Greylisting relies on spammers using software that does not queue messages with temporary failures to try them again at a later time. Real mail servers will continue trying to deliver a message for at least several hours, and usually several days if it doesn't go through the first time. Implementing this functionality significantly complicates the mailing software and uses resources on the sender's computers, which is probably why so many spammers are neglecting to do it.

In general terms, greylisting works by creating a "triple" of remote IP address, envelope sender, and envelope recipient for every incoming recipient. I say "recipient" instead of "message" because in the case of carbon copies, a single message can have multiple recipients. This triple is then looked up in a database. For the first hour that a new triple is seen, it is rejected with a temporary failure (400-series SMTP response), requesting that the remote Mail Transfer Agent (MTA) try again later. After that, the recipient is allowed for delivery.

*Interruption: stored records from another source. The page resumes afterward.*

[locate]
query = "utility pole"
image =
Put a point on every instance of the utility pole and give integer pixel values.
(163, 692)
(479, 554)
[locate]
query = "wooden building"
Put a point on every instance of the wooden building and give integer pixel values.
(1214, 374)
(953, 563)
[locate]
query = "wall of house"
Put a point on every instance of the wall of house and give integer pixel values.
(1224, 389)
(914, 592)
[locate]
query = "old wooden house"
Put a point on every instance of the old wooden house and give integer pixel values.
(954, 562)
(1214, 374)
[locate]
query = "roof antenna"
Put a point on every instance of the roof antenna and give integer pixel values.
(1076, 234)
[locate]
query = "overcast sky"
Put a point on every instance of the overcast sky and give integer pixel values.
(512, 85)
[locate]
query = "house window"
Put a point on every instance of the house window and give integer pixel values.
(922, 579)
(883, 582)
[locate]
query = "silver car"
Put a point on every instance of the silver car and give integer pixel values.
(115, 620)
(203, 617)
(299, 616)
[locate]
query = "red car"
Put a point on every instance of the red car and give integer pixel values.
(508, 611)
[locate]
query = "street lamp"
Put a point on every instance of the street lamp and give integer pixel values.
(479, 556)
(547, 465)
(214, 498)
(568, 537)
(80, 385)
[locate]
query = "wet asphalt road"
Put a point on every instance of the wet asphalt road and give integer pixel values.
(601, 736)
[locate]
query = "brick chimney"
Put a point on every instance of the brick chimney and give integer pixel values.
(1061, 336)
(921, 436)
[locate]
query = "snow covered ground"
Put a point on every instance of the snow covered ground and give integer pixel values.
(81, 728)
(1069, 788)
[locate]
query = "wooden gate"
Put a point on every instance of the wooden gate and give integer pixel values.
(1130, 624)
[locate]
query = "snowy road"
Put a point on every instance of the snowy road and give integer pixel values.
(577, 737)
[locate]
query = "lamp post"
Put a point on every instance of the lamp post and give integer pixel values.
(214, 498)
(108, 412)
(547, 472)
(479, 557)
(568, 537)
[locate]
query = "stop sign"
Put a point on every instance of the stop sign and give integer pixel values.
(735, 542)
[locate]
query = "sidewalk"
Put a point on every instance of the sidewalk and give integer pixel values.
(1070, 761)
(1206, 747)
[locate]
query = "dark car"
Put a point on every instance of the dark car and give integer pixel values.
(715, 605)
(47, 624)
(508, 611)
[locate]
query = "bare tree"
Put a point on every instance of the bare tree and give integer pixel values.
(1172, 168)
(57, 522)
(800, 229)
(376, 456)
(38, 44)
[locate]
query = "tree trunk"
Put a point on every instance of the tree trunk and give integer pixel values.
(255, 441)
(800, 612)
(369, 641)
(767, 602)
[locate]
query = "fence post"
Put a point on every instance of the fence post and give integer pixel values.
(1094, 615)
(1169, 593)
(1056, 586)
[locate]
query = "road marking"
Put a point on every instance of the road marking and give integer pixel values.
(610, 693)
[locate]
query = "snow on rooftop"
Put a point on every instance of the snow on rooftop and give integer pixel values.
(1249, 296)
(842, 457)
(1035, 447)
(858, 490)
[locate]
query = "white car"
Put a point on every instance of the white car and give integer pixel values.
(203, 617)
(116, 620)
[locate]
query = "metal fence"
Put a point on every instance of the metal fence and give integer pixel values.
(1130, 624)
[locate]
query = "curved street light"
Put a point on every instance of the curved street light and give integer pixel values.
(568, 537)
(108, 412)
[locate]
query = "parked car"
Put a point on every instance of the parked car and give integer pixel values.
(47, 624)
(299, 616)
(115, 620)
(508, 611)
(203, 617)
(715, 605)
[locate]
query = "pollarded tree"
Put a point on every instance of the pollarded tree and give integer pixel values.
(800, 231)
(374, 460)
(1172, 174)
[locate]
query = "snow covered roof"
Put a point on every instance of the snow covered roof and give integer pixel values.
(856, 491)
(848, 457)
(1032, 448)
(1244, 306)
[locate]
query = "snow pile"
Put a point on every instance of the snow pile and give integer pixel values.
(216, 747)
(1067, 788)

Some of the greylisting implementations also limit the window of opportunity. After the first hour, if a message is not received within the next three hours, the entry is removed and the remote sender must start all over again. This further ensures that the remote system is queuing the message instead of sending another campaign.

Benefits

The primary benefits of greylisting are its effectiveness and low requirements for maintenance. It's the single most effective technique I've found for cutting down on the spam that makes it into my mailbox. I've been using SpamAssassin, ClamAV, outsourced spam blocking companies, and other techniques, and the addition of greylisting has reduced the amount of spam in our mailboxes by 5 to 10 times. Additionally, with it we've been able to entirely eliminate our quarantine folders.

The low maintenance requirements are a huge benefit for the already overworked sys admin. After the initial install and a few tweaks, I haven't had to touch the greylisting system at all. Unlike other techniques, it doesn't require rulesets to be updated, quarantine folders to be reviewed, lists to be preened, decisions about which RBLs (Real-time Black-hole Lists) to use, etc. It just works.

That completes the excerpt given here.